Even before meeting Mr. Bush, I had formed a positive impression of him, for he was the first world leader to telephone me with congratulations after I left prison. From that point on, President Bush included me on his short list of world leaders whom he briefed on important issues. In person, he was just as warm and thoughtful, though we differed markedly on the issues of the armed struggle and sanctions. He was a man with whom one could disagree and then shake hands.

From the United States I proceeded to Canada, where I had a meeting with Prime Minister Mulroney and also addressed their Parliament. We were due to go to Ireland next, and before crossing the Atlantic, our plane, a small jet, stopped for refueling in a remote place above the Arctic Circle called Goose Bay.

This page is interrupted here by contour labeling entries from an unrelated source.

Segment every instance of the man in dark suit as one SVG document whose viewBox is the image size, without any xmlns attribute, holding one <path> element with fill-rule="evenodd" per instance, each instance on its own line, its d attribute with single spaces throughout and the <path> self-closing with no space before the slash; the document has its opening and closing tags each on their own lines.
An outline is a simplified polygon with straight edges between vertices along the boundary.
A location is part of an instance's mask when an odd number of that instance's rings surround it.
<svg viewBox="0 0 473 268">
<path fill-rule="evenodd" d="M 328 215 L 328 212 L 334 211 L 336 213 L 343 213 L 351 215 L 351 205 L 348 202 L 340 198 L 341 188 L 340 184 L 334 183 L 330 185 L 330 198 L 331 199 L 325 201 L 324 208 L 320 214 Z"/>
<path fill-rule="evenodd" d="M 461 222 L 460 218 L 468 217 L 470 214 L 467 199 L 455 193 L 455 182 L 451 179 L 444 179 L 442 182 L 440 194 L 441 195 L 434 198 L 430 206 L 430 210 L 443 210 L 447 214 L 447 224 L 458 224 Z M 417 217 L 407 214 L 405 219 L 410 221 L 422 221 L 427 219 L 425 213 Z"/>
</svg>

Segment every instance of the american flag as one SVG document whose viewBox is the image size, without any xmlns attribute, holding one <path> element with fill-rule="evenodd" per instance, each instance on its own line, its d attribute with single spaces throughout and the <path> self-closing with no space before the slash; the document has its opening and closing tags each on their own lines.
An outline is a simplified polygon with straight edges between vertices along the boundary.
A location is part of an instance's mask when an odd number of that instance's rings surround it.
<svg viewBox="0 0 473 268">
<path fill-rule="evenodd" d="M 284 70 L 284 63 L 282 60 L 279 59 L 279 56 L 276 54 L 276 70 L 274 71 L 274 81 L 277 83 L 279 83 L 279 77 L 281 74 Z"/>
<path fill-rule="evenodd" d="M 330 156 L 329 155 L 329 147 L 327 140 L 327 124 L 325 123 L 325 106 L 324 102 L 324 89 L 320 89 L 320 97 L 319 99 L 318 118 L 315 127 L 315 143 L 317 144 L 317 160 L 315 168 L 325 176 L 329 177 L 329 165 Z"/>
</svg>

I felt like having a walk in the brisk air, and as I was strolling on the tarmac, I noticed some people standing by the airport fence. I asked a Canadian official who they were. Eskimos, he said.

In my seventy-two years on earth I had never met an Innuit and never imagined that I would. I headed over to that fence and found a dozen or so young people, in their late teens, who had come out to the airport because they had heard our plane was going to stop there. I had read about the Innuit (the name “Eskimo” was given to them by the colonists) as a boy, and the impression I received from the racist colonialist texts was that they were a backward culture.

But in talking with these bright young people, I learned that they had watched my release on television and were familiar with events in South Africa. “Viva ANC!” one of them said. The Innuit are an aboriginal people historically mistreated by a white settler population; there were parallels between the plights of black South Africans and the Innuit people. What struck me so forcefully was how small the planet had become during my decades in prison; it was amazing to me that a teenaged Innuit living at the roof of the world could watch the release of a political prisoner on the southern tip of Africa. Television had shrunk the world, and had in the process become a great weapon for eradicating ignorance and promoting democracy.

 

 

After Dublin, I went to London, where I had a three-hour meeting with Mrs. Thatcher. Standing out in the cold talking with the young Innuits had given me a chill. On the day I was to see Mrs. Thatcher it was wintry and raining, and as we were leaving, Winnie told me I must take a raincoat. We were already in the lobby of the hotel, and if I went back for my coat we would be late. I am a stickler about punctuality, not only because I think it is a sign of respect to the person you are meeting but in order to combat the Western stereotype of Africans as being notoriously tardy. I told Winnie we did not have time, and instead I stood out in the rain signing autographs for some children. By the time I got to Mrs. Thatcher I was feeling poorly, and I was later diagnosed as having a mild case of pneumonia.

But it did not interfere with our meeting, except that she chided me like a schoolmarm for not taking her advice and cutting down on my schedule. Even though Mrs. Thatcher was on the opposite side of the ANC on many issues, such as sanctions, she was always a forthright and solicitous lady. In our meeting that day, though, I could not make the slightest bit of headway with her on the question of sanctions.